One of my uncles made for us a four-wheeled wagon, the hub, spokes and axles being made out of California oak—such a wagon as you can buy in any store today, only a little larger. We made a kite of large dimensions, and covered the frame with cotton from a couple of flour sacks. At certain times of the year, the wind across the Marysville plains blew with great velocity. This kite, in a strong wind, had great pulling capacity. We would go out into the plain, put up the kite, and fasten the string to the tongue of the wagon, three or four of us pile on, and let her go. The speed that we would travel before the wind by this means was marvelous, but we tried the kite trick once too often. We got to going so fast we could not slow down nor successfully guide the wagon. It ran over an old stump, spilled us all out, and kite and wagon sailed away clear across Feather River into Sutter County and we never saw either of them again.
The boys of the present age have no such opportunities for out-of-door sports as we did in the olden days. Now it is baseball, automobile exhibitions and moving picture shows. Increased population, high-power guns, cultivation of the soil, the breaking up of large ranches into smaller holdings, have resulted in the disappearance of much of the game with which the land then abounded.
Fifty years ago in California, conditions of rural life were necessarily hard. Our habitations were but little more than shelter from the elements. We had none of the conveniences of modern life. At our house we always made our own tallow candles. We hardened the candles by mixing beeswax with the tallow. We made the beeswax from comb of the honey taken from bee trees. We corned our own beef and made sauerkraut by the barrel for winter use. We canned our own fruit, made jelly and jam from wild berries and wild grapes. We selected perfect ears of corn, shelled it at home, ran it through a fanning machine, and then had the corn ground into meal for our own consumption. We raised our own poultry and made our own butter and cheese, with plenty to sell; put up our own lard, shoulders, ham and bacon and made our own hominy. The larder was always well filled. The mother of a family was its doctor. A huge dose of blue mass, followed by castor oil and quinine, was supposed to cure everything, and it generally did. In the cities luxuries were few. To own a piano was the privilege of the very wealthy.
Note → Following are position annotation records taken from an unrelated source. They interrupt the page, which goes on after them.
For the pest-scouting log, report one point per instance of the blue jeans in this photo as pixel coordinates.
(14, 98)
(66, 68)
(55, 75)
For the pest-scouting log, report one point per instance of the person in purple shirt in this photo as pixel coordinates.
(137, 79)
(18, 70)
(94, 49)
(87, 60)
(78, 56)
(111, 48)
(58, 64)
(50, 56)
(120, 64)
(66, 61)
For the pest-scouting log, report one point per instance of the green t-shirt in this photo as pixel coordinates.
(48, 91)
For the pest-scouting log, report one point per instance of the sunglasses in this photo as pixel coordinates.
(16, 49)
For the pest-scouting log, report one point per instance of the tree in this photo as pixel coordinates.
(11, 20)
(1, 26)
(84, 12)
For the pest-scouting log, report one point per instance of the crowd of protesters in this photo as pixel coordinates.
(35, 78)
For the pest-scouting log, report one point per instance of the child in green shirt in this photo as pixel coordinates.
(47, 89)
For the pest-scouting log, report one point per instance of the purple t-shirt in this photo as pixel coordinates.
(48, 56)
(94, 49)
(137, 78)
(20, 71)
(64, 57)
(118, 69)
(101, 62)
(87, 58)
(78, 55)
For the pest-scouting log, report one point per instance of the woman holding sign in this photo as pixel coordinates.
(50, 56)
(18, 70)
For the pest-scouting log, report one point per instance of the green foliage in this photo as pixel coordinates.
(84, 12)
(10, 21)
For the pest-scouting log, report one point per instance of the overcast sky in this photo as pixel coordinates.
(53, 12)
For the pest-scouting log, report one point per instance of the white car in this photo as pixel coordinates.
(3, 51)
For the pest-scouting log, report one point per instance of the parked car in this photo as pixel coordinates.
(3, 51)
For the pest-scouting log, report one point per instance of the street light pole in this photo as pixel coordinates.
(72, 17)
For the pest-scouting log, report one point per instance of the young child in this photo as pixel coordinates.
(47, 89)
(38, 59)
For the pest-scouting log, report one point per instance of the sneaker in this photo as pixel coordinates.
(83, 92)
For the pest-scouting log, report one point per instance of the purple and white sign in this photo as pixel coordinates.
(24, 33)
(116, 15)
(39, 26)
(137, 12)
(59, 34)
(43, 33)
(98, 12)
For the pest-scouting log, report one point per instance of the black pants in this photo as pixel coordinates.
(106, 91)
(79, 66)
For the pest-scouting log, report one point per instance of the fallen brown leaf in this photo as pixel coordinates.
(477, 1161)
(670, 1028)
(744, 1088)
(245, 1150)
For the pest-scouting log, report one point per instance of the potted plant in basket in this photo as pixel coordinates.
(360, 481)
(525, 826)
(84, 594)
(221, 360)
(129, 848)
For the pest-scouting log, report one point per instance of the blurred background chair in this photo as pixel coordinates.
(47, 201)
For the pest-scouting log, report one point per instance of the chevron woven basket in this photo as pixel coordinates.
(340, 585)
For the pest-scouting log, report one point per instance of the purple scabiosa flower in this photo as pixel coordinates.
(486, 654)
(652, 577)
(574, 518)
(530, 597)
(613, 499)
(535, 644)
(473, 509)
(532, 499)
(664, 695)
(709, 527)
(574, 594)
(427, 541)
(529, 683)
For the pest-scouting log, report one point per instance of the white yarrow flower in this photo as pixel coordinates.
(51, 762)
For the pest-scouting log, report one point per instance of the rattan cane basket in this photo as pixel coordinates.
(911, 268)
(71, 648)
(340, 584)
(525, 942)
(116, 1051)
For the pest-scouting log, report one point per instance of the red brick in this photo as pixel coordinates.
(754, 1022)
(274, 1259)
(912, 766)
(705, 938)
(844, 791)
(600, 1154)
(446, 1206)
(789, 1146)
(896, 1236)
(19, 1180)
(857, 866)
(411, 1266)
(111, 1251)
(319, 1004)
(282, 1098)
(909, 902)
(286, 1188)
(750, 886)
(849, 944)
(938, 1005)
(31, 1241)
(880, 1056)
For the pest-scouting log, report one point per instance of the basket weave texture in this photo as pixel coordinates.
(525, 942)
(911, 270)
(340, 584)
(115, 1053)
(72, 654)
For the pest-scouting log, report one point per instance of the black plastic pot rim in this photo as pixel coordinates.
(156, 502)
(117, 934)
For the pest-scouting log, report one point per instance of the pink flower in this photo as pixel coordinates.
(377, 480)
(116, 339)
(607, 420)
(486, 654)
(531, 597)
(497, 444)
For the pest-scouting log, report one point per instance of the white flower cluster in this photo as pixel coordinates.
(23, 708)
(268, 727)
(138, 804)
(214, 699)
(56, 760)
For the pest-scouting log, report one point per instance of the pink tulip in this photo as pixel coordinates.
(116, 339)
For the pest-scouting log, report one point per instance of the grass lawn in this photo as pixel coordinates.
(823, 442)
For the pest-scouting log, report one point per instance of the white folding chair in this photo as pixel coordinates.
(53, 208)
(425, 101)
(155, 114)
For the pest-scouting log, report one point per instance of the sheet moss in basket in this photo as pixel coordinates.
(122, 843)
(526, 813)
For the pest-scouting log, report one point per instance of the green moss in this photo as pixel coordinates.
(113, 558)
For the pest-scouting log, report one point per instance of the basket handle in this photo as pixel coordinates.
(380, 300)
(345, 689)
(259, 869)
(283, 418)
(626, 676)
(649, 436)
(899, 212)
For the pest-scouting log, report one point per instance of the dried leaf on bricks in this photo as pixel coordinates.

Speaking of pianos, in the flood of 1863, before Marysville was protected by its levee, which is now twenty-five feet high, the family cow swam into the parlor of one of the best mansions of the town, through the window. When the flood waters had subsided, she was found drowned on top of the piano.
Life under the conditions here given was necessarily hard. Our amusements were few. We, who lived in the country, had plenty of good air and sound sleep-two things often denied the city resident. Our sports were few and simple, but of such a nature that they toughened the fiber and strengthened the muscles of our bodies, thus fitting us to withstand the heavy drafts on our vitality that the hurly-burly of modern life entails upon the race.